The morning was quiet. I had woken early, something I find far more difficult to do for skiing, or going to work, or pretty much anything except golf. For those who don’t play golf, or who don’t play it seriously, it’s not a game known for its adrenaline. But for myself the awaiting challenge inevitably proves too exciting to stay in bed.
A short cab ride from where we had been staying at my friend’s chalet brought us to a welcoming reception at the clubhouse’s front entrance. After a quick bite to eat, three buckets of balls, and a couple of poorly hit wedge shots we stepped up to the first tee.
With the angle of the green favoring a tee shot down the right side, the first hole is an inviting par-four that introduces a typical Nicklaus bunkering style early on. Flanking the right side of the fairway and protecting the left portion of the green the curvilinear, white sand traps are well placed, a trend that continues throughout the course.
The following hole is the first of five par-threes which, as strong visually as demanding, are some of the most memorable holes on the course. From the back set of five tee decks, no. 2 is a pleasing 197-yard shot that flirts with water and offers players a taste of what’s to come.
As the rest of outward nine unfolds across the valley floor, peaks of the Pacific Coast Mountains rise on every side. From no. 12 onward the course works its way north to no. 17, travelling between the River of Golden Dreams to the southern edge of Green Lake. It was somewhere between those two points that my wishes of a sunny fall day, or at least a break in the weather, were lost in muted-grey skies of relentless rain.
As an established course in a market that continues to see new courses opening each year, keeping competitive is essential. As Andrew Smart, Director of Golf at the course, said “more courses do not necessarily mean more golfers”. With that in mind, Nicklaus North continues to thrive by providing friendly, courteous service and a well-groomed layout. Just two of the reasons the course continually places comfortably in Canada’s Top 100 Golf Courses.
Also on the list of awards and accolades, the course received Canada’s Best New Course in 1996, from Golf Digest. Since then it has hosted various high profile events including the World Skins game twice, once in 1997 and then again in 2005, with Jack Nicklaus appropriately competing both times.

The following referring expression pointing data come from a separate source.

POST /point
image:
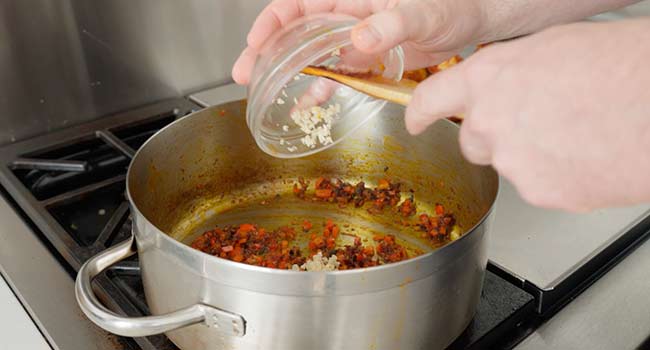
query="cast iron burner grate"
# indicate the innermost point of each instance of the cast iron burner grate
(71, 184)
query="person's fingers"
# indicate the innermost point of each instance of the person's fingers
(412, 21)
(442, 95)
(241, 71)
(281, 12)
(475, 148)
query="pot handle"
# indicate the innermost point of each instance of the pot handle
(224, 321)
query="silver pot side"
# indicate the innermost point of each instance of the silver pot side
(421, 303)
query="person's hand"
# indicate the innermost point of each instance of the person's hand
(563, 114)
(428, 30)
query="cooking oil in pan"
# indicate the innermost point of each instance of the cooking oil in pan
(283, 208)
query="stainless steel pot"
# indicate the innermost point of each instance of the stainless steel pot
(185, 177)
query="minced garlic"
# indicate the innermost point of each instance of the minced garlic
(316, 123)
(318, 263)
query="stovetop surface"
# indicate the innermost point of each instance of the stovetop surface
(71, 185)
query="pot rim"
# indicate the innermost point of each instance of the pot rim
(225, 263)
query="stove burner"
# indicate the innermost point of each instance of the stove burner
(71, 184)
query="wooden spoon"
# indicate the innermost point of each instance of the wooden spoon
(400, 92)
(376, 86)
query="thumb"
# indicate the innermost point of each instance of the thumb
(412, 21)
(442, 95)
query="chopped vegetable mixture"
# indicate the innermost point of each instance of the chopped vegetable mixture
(254, 245)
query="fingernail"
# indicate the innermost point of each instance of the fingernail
(368, 35)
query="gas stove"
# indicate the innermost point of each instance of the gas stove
(68, 187)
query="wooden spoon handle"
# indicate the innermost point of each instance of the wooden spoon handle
(398, 92)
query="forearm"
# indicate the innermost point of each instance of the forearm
(511, 18)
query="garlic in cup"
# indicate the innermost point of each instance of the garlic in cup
(291, 114)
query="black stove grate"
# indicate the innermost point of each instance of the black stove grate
(71, 184)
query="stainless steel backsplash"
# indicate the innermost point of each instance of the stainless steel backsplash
(67, 61)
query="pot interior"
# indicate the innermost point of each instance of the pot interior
(205, 170)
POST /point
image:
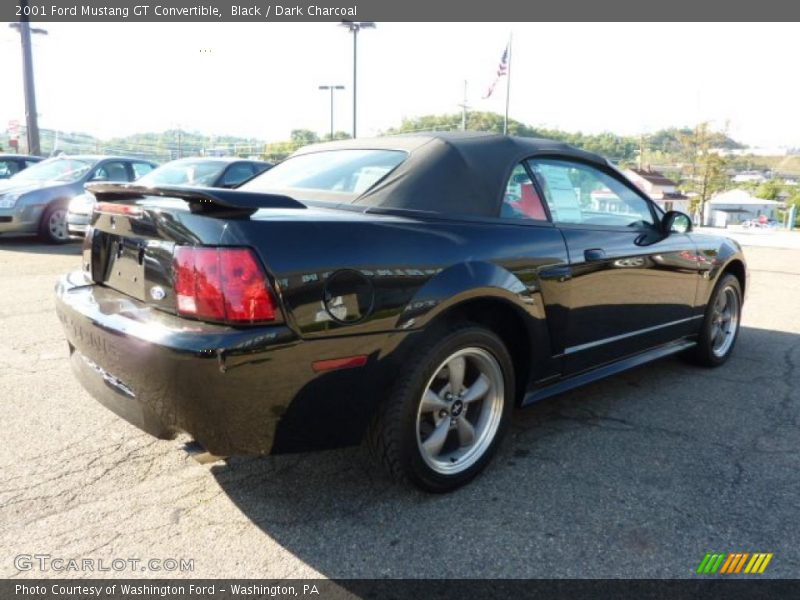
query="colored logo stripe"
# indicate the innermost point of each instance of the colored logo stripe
(734, 562)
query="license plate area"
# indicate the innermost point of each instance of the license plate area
(124, 265)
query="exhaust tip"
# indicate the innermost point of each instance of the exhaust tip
(200, 454)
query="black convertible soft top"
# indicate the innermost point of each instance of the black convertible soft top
(451, 173)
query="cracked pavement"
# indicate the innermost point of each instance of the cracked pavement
(636, 476)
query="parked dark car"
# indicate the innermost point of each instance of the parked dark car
(35, 200)
(208, 172)
(11, 164)
(407, 290)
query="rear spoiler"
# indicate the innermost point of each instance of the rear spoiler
(216, 201)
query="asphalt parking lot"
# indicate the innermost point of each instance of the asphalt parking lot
(636, 476)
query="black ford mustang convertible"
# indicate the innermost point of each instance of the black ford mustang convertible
(407, 291)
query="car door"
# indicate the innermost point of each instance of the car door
(630, 286)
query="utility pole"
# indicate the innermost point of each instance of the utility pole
(354, 27)
(508, 85)
(464, 106)
(332, 88)
(31, 117)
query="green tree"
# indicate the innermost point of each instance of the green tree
(303, 137)
(769, 190)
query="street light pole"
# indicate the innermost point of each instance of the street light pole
(354, 27)
(31, 116)
(332, 88)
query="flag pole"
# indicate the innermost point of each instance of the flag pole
(508, 85)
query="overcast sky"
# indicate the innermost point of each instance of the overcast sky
(261, 80)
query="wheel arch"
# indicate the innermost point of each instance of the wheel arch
(489, 295)
(736, 268)
(507, 321)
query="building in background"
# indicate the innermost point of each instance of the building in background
(737, 206)
(660, 188)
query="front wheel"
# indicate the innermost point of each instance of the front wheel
(53, 226)
(448, 411)
(720, 324)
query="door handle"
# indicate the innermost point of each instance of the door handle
(594, 254)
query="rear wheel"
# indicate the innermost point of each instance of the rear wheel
(720, 324)
(53, 226)
(448, 411)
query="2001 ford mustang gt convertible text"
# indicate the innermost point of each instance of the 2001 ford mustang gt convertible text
(409, 291)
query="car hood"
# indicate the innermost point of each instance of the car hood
(9, 186)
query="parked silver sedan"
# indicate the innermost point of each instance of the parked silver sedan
(35, 200)
(225, 172)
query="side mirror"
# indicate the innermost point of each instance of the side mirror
(676, 222)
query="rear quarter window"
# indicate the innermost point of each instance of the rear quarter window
(350, 172)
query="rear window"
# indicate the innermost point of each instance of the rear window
(350, 172)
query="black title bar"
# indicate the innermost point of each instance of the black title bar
(397, 10)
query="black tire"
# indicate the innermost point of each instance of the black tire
(50, 233)
(395, 437)
(705, 354)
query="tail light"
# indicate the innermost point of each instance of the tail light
(222, 284)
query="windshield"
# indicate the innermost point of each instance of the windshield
(347, 171)
(185, 172)
(55, 169)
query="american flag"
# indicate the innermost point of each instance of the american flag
(502, 70)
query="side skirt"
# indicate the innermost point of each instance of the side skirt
(607, 370)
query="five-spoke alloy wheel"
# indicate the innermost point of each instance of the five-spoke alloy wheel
(448, 411)
(720, 323)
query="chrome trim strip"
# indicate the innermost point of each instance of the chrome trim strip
(574, 349)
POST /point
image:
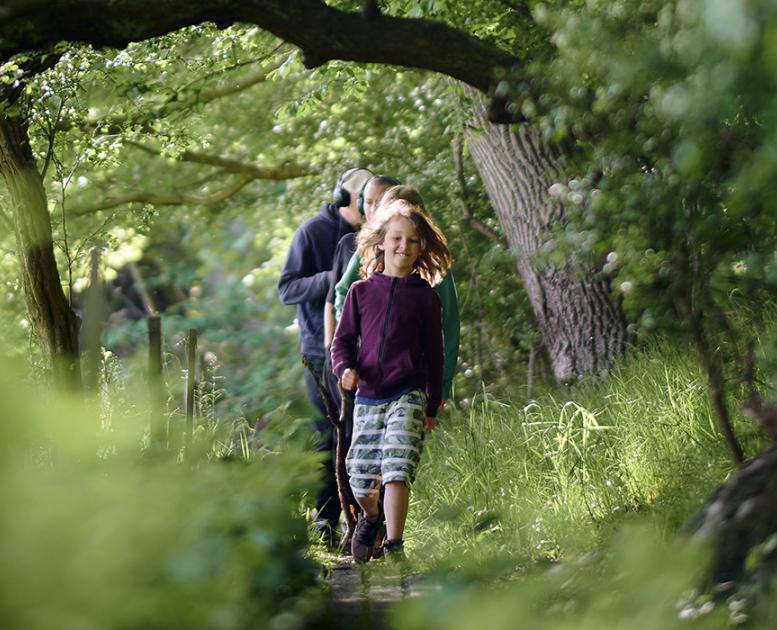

However, beyond the awards, the signature architect, and the surreal setting is something more impressive, and to be honest something a bit unexpected. Authenticity. There is a sense of commitment to golf and a genuine care that is taken for the individuals who come to play, even though it might knowingly be only once in their lifetime. It’s an attribute surely to be admired, one that is worth coming back for, and one that unfortunately many resorts seem to lack.
The finishing holes of this 6908-yard, par 71, layout are a pleasure to play, especially no. 17. The 226-yard par-three signature hole is more than just photogenic. Favouring a right to left shot, with Whistler’s biggest lake wrapping around half the green as a hazard, finding the green is no small achievement. After missing par, it was then on to no. 18, a hole with a fairway bunker left and a forced carry on the approach to a green with a multitude of options.
While the mountain peaks a few thousand feet above us were getting an early start to the winter season with six inches of fresh snow, down in the valley the rain had stopped for our final putts. My ambitions of the morning’s challenge might have been lost somewhere on the front nine, but now in the warmth and dryness of the clubhouse, with a beer, two buddies, and a lot of bogies later, Whistler once again proved to be more than worth the trip.